1. Prepare 20 mL of dextrose 7.5% weight in volume using dextrose 5% and dextrose 50%. how many milliliters of each will be needed?
2. A chemical comes in quantity of 25 vials and has an AWP of $135.the store has an agreement with the contractor to purchase that chemical at the AWP minus 10% the insurer is willing to pay the AWP plus 3 % plus a $4 dispensing fee. a patient on this ensures plan purchases 5 vials for $22.50. how much profit does the store make on this prescription? (Prescription=AWP+percentage+dispensing fee)
1. amount of 5.0% stuff --- x ml
amount of 50% stuff ---- 20-x
.05x + .5(20-x) = .075(20)
.05x + 10 - .5x = 1.5
-.45x = -8.5
x = -8.5/-.45 = 18.888... or appr 18.9 ml
2. don't understand the problem, no idea what AWP is
To answer these questions, we'll go step by step:
1. Prepare 20 mL of dextrose 7.5% weight in volume using dextrose 5% and dextrose 50%. How many milliliters of each will be needed?
To calculate the amount of each solution needed, we can use a simple proportion based on the desired concentration:
Let's say we need x mL of dextrose 5% and y mL of dextrose 50%. We know that the final volume should be 20 mL, and the concentration of dextrose 5% is 0.05, while the concentration of dextrose 50% is 0.5.
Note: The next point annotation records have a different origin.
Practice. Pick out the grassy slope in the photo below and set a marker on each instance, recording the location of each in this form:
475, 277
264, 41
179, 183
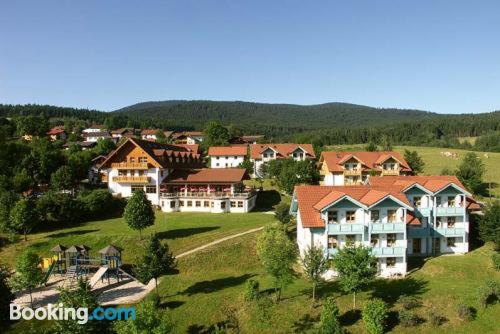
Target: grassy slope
183, 231
211, 282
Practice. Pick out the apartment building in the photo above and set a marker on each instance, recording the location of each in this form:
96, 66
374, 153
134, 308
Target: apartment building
262, 153
397, 216
226, 156
354, 168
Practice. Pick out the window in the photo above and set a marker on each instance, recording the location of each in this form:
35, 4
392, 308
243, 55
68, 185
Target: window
350, 216
332, 217
391, 216
391, 240
332, 241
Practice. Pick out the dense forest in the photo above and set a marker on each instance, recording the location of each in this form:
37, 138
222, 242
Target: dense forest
326, 124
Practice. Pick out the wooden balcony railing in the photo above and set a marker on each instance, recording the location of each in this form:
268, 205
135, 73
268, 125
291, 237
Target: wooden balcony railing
130, 165
131, 179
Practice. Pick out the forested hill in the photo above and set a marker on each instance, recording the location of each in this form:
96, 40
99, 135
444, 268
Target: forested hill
254, 115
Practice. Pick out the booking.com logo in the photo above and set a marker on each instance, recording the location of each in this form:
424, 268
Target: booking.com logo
81, 314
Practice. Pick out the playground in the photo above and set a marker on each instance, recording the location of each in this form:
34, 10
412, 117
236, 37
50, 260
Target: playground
103, 272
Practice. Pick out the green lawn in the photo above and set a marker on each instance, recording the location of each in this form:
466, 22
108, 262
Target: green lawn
182, 231
211, 283
435, 162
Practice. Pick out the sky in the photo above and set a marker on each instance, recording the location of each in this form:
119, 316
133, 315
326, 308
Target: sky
435, 55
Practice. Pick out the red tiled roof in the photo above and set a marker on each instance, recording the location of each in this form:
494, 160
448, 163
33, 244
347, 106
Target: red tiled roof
369, 160
207, 175
227, 150
283, 150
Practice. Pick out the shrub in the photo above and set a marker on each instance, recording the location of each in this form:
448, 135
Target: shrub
374, 316
407, 318
409, 302
465, 312
251, 290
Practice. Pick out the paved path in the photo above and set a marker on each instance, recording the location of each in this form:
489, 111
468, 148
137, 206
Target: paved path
218, 241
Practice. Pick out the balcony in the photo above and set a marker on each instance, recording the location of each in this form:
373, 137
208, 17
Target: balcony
449, 211
388, 251
131, 179
130, 165
449, 232
388, 227
346, 228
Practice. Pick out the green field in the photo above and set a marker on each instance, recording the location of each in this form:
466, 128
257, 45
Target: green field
435, 162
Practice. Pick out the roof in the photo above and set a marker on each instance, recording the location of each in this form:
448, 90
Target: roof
282, 150
369, 160
227, 150
207, 175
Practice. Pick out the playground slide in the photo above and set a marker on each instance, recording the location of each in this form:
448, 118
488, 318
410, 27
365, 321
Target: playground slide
97, 276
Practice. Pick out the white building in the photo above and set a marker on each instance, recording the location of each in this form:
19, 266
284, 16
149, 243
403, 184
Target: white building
226, 156
395, 216
262, 153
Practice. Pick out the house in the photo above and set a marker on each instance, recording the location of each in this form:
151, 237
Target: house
207, 190
396, 216
353, 168
142, 165
188, 137
95, 136
57, 133
226, 156
262, 153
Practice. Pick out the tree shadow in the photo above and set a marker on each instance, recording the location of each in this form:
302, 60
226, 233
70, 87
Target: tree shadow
185, 232
215, 285
390, 290
70, 233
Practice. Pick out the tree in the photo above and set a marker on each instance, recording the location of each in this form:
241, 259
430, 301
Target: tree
6, 295
149, 319
28, 274
282, 213
315, 266
470, 172
415, 161
156, 261
138, 212
278, 255
356, 268
216, 134
329, 323
23, 217
374, 316
489, 224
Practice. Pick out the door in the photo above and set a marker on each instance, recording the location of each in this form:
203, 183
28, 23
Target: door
417, 246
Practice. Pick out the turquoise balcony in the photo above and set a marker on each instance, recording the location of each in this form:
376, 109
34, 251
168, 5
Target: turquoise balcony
449, 232
388, 251
388, 227
451, 211
346, 228
418, 232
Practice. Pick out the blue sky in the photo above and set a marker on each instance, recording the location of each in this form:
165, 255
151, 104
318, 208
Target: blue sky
442, 56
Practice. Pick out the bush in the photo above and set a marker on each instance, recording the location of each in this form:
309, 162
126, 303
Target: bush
374, 316
407, 318
251, 290
409, 302
465, 312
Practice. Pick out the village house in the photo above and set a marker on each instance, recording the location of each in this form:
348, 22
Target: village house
262, 153
354, 168
226, 156
397, 216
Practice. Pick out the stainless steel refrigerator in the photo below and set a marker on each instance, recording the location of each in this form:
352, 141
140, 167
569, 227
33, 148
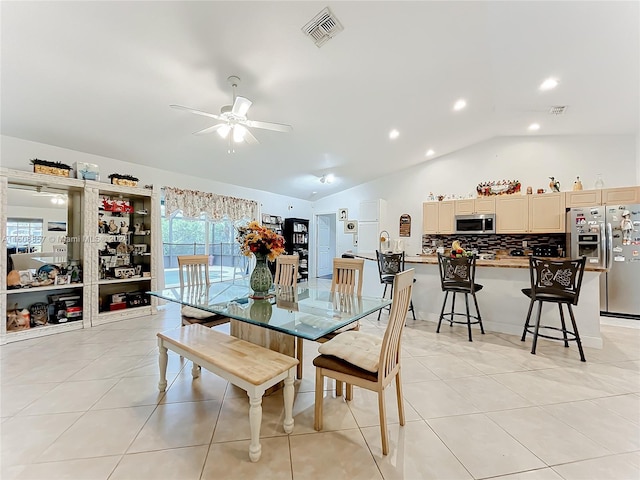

So, the proportion we can set up is:
(x * 0.05) + (y * 0.5) = 20 * 0.075
Now, we solve this equation to find the values of x and y:
0.05x + 0.5y = 1.5
However, there are multiple possible solutions to this equation. We need to set another condition to determine specific values. For example, we can assume that the volume of dextrose 5% and dextrose 50% should be equal, in which case x = y.
So, we now have the following equation:
0.05x + 0.5x = 1.5
Simplifying further:
0.55x = 1.5
Now solve for x:
x = 1.5 / 0.55
Once you calculate this, you'll find the value of x, which represents the mL of dextrose 5% needed. Since we assumed x = y, the amount of dextrose 50% needed will be the same.
2. A chemical comes in a quantity of 25 vials and has an AWP of $135. The store has an agreement with the contractor to purchase that chemical at the AWP minus 10%. The insurer is willing to pay the AWP plus 3%, plus a $4 dispensing fee. A patient on this insurance plan purchases 5 vials for $22.50. How much profit does the store make on this prescription?
To calculate the profit, we need to determine the cost to the store and subtract it from the selling price.
The store purchases the chemical at the AWP minus 10%. So, the cost to the store for one vial of the chemical is:
Cost to the store = AWP - (AWP * 10%)
Now, the insurer is willing to pay the AWP plus 3% and a $4 dispensing fee. So, the selling price to the patient is:
Selling price = AWP + (AWP * 3%) + $4
Since the patient purchases 5 vials for $22.50, we can set up the equation:
Selling price * 5 = $22.50
Now, we substitute the selling price formula we derived earlier:
(AWP + (AWP * 3%) + $4) * 5 = $22.50
Simplifying, we find:
AWP + (AWP * 3%) + $4 = $22.50 / 5
Now we can solve this equation for AWP:
AWP = ($22.50 / 5 - $4) / (1 + 3%)
Once you calculate the value of AWP, you can calculate the cost to the store and subtract it from the selling price to determine the store's profit.